Article المقال ( Novembre )
Hommage à Nadia
Abdallah disparue il y a sept ans.
« Rien ne rend si grand qu’une grande douleur »
Écrit Par : Dr.NazlyFarid Conseillère Psychologique
Photo : Hani Sawires
Tu
sais Miloulou, je suis tombée dans la littérature quand j’étais toute petite.

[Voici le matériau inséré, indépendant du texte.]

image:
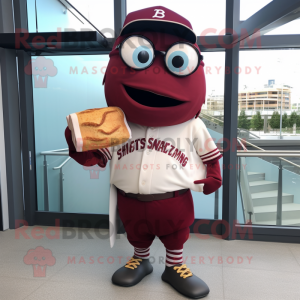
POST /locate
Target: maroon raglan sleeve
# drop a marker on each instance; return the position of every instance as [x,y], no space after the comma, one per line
[87,158]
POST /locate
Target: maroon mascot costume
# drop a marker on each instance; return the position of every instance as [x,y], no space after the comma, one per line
[155,75]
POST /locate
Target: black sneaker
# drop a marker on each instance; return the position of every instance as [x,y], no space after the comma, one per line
[185,282]
[132,273]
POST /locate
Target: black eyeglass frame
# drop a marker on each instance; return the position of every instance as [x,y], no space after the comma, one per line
[200,57]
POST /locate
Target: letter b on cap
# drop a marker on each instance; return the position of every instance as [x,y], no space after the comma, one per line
[159,13]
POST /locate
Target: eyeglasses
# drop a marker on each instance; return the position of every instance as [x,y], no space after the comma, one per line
[138,52]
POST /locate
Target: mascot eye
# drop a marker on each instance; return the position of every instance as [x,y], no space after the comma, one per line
[137,52]
[182,59]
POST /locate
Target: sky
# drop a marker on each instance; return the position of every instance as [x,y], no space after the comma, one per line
[261,65]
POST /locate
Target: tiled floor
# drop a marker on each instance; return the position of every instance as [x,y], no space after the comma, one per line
[83,266]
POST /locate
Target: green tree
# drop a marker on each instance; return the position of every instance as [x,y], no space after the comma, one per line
[257,122]
[243,121]
[285,120]
[293,118]
[275,120]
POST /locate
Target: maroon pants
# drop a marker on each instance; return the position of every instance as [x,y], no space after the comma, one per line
[168,219]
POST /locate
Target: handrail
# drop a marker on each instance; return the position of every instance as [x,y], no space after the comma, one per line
[59,152]
[59,167]
[249,132]
[274,151]
[204,114]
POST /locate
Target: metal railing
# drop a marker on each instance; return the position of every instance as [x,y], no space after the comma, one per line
[246,195]
[247,199]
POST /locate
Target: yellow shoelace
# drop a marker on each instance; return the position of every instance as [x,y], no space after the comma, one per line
[184,270]
[133,263]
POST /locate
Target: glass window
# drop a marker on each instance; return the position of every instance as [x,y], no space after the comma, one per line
[206,17]
[249,8]
[99,12]
[212,114]
[292,27]
[274,72]
[71,84]
[258,196]
[51,16]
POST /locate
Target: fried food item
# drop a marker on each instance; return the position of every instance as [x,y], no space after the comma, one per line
[98,128]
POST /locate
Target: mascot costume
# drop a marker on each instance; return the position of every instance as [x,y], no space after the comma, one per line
[155,77]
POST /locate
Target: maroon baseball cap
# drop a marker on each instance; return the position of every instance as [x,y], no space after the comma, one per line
[161,19]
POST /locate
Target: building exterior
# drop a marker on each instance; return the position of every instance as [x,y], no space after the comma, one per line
[215,103]
[268,98]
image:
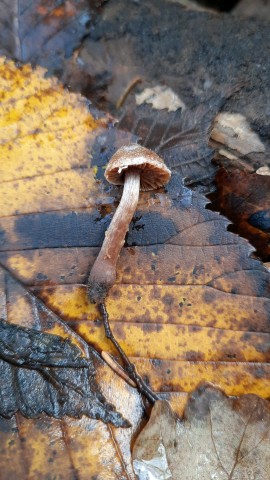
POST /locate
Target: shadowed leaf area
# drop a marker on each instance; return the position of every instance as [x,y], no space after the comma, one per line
[31,30]
[219,438]
[41,372]
[244,198]
[47,368]
[189,304]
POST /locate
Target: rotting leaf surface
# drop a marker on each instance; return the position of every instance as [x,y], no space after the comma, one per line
[220,438]
[244,198]
[41,372]
[32,30]
[190,304]
[47,131]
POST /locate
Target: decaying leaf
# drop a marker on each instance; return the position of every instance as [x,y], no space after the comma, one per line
[234,131]
[244,198]
[219,437]
[189,303]
[43,32]
[41,372]
[180,137]
[178,56]
[45,150]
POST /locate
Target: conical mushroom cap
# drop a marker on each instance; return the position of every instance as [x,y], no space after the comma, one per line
[154,173]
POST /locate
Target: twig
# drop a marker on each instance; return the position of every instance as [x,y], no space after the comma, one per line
[128,366]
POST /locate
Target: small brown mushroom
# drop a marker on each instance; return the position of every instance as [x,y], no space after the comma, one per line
[137,168]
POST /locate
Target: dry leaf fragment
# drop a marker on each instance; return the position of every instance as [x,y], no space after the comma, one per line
[160,97]
[244,198]
[198,309]
[233,130]
[219,437]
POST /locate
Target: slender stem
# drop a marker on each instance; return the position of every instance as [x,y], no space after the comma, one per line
[103,273]
[128,365]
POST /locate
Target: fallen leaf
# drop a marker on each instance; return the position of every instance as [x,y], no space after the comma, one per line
[263,171]
[234,131]
[244,199]
[32,31]
[189,303]
[160,97]
[219,437]
[110,58]
[42,372]
[48,447]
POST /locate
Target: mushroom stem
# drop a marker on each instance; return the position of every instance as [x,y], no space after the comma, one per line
[103,273]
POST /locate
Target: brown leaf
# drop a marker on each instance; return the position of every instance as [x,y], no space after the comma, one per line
[189,303]
[244,198]
[41,372]
[219,437]
[31,30]
[49,447]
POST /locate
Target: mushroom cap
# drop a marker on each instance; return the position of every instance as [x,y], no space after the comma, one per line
[154,173]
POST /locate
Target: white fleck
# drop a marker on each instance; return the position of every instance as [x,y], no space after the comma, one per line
[233,130]
[160,97]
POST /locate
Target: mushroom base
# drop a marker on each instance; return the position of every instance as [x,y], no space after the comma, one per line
[97,291]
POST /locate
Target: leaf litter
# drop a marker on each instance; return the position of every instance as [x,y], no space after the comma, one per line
[219,437]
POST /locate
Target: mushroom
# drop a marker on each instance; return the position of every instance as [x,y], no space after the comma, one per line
[136,168]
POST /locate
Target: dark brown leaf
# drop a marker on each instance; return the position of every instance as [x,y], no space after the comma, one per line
[244,198]
[43,32]
[42,372]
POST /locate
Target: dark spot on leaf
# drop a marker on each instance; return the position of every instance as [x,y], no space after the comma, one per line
[49,230]
[150,229]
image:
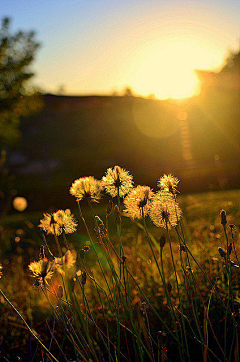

J’ai grandi dans une maison pleine de livres. Des rayons de
« bibliothèque » avec l’œuvre complète et reliée de Victor Hugo et
d’Alfred de Musset s’offraient à la vue du petit personnage de 50 centimètres
que j’étais à l’époque. Chouchou et Fifi (ma mère et ma tante) dont j’ai suivi
les pas, étaient abonnées à « Vient de paraître » chez
l’irremplaçable Anahide Meramedjian. Férues de lecture, elles ont fréquenté ce
fameux département de langue et de littérature française de l’inénarrable Faculté
des Lettres. Sur les mêmes bancs, des années plus tard, deux de leurs camarades
de promotion m’ont fait faire la connaissance de Nadja et Germinal.
Un
peu d’Antigone, de Barbier de Séville à l’école sont venus se greffer dans ma
petite tête à des centaines de pages de Comtesse de Ségur, d’Enid Blyton, de
Hergé, de Trilby et de tant d’autres.
La
lecture, la littérature, les livres et les mots étaient une sorte de
prédestination !
En
1984, avec mon irremplaçable amie de toujours, Maha Aref, munies de nos piteux
pourcentages de bac de maths, nous avons débarqué dans ce quatrième étage non
moins piteux ! A l’épreuve d’entrée, nous devions pondre une rédaction.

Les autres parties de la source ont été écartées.